Used alloc_chrdev_region() to dynamically allocate major and minor numbers, avoiding static conflicts with existing devices.

Registered device operations via struct file_operations for smooth integration with /dev/ entries.

2. Kernel ↔ User Communication
Implemented secure buffer transfers using:

copy_to_user() – Move data from kernel memory to user space safely.

copy_from_user() – Read user-provided data into kernel memory.

Designed a ring buffer mechanism for efficient handling of sequential I/O requests.

3. Module Management & Lifecycle
Used insmod to load and rmmod to remove the module dynamically at runtime.

Verified module state using lsmod and inspected kernel logs with dmesg.

Implemented cleanup routines in module_exit() to avoid memory leaks or dangling pointers.

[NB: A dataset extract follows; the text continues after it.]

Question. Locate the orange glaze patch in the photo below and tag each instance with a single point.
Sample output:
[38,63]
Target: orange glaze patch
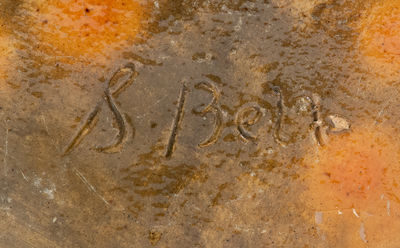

4. Safety, Synchronization & Debugging
Added spinlocks to ensure thread-safe concurrent access when multiple processes interact with the device.

Implemented error handling for invalid memory access, unexpected I/O requests, and improper device usage.

Used printk() extensively for runtime kernel-level debugging, logging major events and data flow for verification.

5. Testing & Validation
Created user-space C test programs that interact with /dev/ using standard file I/O functions (fopen, fread, fwrite).

Tested under multiple workloads:

Small and large buffer reads/writes

Concurrent process access

Random access patterns

Verified stability and correctness under different Linux distributions and kernel versions.